The pride of St Mary's is the beautifully carved 15th-century screen separating the nave from the chancel. This exquisite piece of craftsmanship is one of the finest screens in Wales, and though it has been restored and colourfully painted, the quality of the medieval craftsmanship shines through.
The chancel is an odd shape, the result of pulling down part of the original priory church. The rounded arches that support the tower high above are Norman, and have nicely sculpted capitals.
On the east face of the wooden screen is set a rectangular brass plaque commemorating Adam of Usk, a priest and chronicler, who died in 1420. The inscription is in ancient Welsh, and is one of the oldest in the country.
On the other side of the screen is the pulpit, which is Jacobean, and all that remains of an original triple-decker pulpit. Beneath it is a worn oak chest dating to 1520, used for storing important parish documents.
Over the chancel arch is a small window with fragments of medieval glass.
One of the most interesting historic features of St Mary's is not all that old; the massive pipe organ was built in 1861 for Llandaff Cathedral. In 1900 it was purchased from the cathedral for the sum of 300 pounds and brought here. It is considered the most complete cathedral organ in Britain.
Immediately beside the west door, set against the wall, is an Elizabethan memorial to a soldier named Walter Jones. Many more wall tablets have been set up on the west wall of the nave.
Among these is one to Roger Edwards, a 16th-century wool merchant who founded a free school in Usk. To the north of the visitor entrance is the font; this is fairly simple, of Norman construction, set upon a later base.
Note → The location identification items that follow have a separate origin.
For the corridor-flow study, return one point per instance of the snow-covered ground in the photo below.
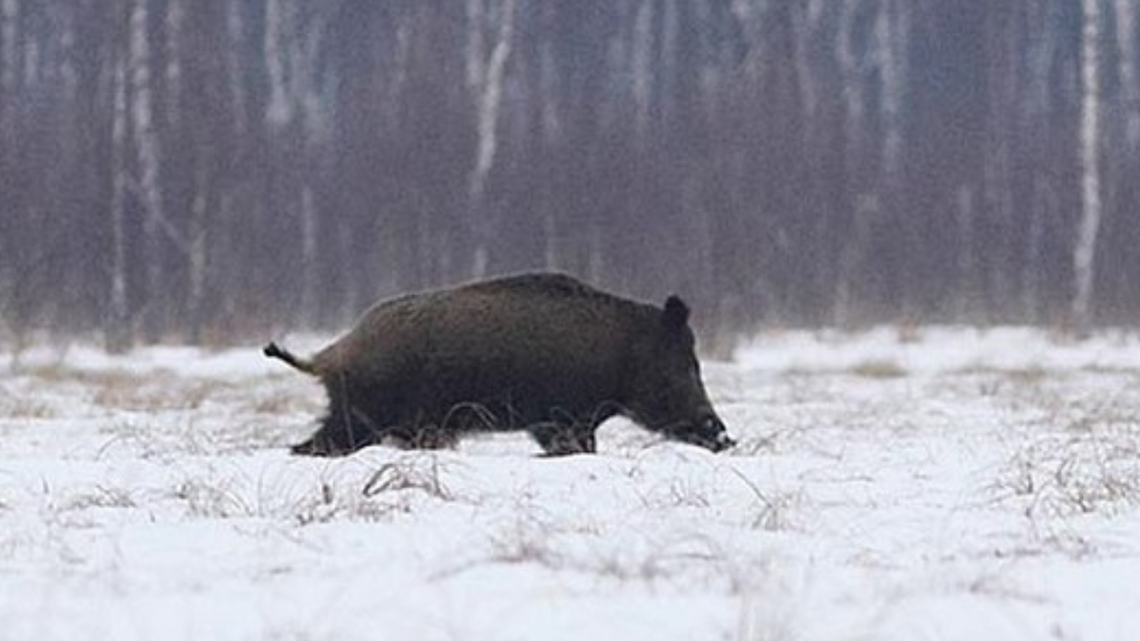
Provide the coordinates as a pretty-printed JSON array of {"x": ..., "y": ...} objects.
[{"x": 930, "y": 484}]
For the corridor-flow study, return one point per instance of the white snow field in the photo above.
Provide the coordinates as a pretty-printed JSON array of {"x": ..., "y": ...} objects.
[{"x": 931, "y": 484}]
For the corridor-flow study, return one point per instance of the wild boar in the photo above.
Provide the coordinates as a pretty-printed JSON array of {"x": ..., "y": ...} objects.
[{"x": 540, "y": 353}]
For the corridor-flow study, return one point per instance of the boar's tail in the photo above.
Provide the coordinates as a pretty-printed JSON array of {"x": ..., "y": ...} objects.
[{"x": 273, "y": 350}]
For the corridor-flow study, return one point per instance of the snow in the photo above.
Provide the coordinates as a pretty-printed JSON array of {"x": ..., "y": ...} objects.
[{"x": 935, "y": 483}]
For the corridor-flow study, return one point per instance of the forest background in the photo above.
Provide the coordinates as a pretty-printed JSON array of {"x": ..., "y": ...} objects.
[{"x": 218, "y": 170}]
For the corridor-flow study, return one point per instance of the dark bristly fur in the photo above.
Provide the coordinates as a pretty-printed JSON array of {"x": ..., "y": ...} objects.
[{"x": 542, "y": 353}]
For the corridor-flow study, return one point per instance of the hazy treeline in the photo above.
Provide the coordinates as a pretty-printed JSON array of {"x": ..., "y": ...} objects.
[{"x": 218, "y": 168}]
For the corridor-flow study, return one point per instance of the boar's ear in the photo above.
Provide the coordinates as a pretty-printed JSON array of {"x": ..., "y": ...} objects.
[{"x": 676, "y": 313}]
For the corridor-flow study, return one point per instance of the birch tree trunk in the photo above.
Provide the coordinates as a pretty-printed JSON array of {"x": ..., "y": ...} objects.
[
  {"x": 863, "y": 208},
  {"x": 489, "y": 99},
  {"x": 116, "y": 331},
  {"x": 176, "y": 15},
  {"x": 146, "y": 146},
  {"x": 1130, "y": 80},
  {"x": 9, "y": 47},
  {"x": 1084, "y": 252}
]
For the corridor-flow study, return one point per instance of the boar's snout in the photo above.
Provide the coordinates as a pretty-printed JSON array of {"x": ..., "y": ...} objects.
[{"x": 708, "y": 432}]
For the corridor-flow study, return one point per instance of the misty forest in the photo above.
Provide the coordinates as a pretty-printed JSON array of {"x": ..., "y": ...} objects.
[{"x": 217, "y": 170}]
The font cover is made from pieces of the Jacobean pulpit that were removed when the pulpit was cut down.
Not all the interest is inside the church, however! Just outside the porch is the grave of St David Lewis, one of the '40 Martyrs of England and Wales' who was canonised as a Roman Catholic saint in 1970. In 1679 Lewis was executed for not renouncing his faith, near the current Catholic church on Porthycarne Street.
Also in the churchyard is the grave of Sir Matthew Digby Wyatt, a prominent Victorian architect who worked with Isambard Kingdom Brunel in designing Paddington Station in London, and also on the Rothschild Mausoleum in the Jewish Cemetery in West Ham.
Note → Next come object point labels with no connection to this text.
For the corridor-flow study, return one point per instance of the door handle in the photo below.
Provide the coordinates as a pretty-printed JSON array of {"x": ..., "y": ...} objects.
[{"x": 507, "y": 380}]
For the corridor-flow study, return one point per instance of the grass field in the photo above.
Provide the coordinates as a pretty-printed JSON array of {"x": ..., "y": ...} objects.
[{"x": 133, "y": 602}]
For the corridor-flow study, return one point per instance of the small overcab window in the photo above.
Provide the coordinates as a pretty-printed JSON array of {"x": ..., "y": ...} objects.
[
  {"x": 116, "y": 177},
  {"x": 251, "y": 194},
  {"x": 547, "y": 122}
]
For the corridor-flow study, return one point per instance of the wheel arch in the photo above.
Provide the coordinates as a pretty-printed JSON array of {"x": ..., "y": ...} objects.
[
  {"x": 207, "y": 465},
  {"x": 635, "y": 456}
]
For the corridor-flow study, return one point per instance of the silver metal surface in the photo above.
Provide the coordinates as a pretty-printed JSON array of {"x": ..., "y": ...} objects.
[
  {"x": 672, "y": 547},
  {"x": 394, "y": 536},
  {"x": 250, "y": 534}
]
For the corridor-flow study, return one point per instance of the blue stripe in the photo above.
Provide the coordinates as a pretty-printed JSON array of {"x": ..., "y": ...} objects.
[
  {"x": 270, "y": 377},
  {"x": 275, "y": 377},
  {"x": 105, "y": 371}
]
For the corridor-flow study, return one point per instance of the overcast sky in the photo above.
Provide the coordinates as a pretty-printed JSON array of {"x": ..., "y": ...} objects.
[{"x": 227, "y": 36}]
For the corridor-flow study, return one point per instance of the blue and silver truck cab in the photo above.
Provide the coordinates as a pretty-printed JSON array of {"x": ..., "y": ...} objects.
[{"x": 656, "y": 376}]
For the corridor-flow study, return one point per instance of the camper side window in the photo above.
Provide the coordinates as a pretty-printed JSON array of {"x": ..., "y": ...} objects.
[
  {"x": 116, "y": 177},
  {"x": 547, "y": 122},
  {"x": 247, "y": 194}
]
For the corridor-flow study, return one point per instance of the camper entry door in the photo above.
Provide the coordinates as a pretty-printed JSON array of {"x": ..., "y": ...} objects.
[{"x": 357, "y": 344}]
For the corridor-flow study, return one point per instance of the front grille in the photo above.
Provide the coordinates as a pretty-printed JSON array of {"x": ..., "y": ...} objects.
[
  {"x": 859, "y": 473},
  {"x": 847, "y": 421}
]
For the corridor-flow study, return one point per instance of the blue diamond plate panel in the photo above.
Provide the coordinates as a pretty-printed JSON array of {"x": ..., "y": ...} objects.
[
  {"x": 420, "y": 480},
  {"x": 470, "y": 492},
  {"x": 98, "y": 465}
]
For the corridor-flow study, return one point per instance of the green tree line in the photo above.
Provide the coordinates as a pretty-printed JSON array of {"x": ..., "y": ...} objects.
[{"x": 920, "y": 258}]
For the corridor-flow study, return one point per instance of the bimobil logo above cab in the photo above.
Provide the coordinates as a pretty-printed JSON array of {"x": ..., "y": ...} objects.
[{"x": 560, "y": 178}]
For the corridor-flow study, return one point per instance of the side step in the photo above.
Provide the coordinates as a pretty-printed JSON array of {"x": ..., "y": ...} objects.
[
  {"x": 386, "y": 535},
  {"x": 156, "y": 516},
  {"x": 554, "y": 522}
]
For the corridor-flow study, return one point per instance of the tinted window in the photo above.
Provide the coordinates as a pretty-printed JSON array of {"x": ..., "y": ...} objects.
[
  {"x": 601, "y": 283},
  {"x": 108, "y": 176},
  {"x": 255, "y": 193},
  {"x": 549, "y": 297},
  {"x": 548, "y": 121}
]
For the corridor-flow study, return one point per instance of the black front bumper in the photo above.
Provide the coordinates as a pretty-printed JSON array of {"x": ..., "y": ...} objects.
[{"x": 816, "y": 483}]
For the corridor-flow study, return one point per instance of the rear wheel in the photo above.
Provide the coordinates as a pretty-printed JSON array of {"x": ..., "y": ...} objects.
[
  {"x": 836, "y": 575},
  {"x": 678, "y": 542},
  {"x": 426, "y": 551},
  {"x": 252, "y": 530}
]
Immediately outside the churchyard gates in Church Street is the abbey gatehouse, one of the last vestiges of the original medieval monastic buildings.
When you stand outside the churchyard and look back at the church, it is hard not to think that the tower looks more like it belongs on a castle than a church. It is unlike almost any church tower I have ever seen. If it had crenellations it could be mistaken for part of Usk Castle!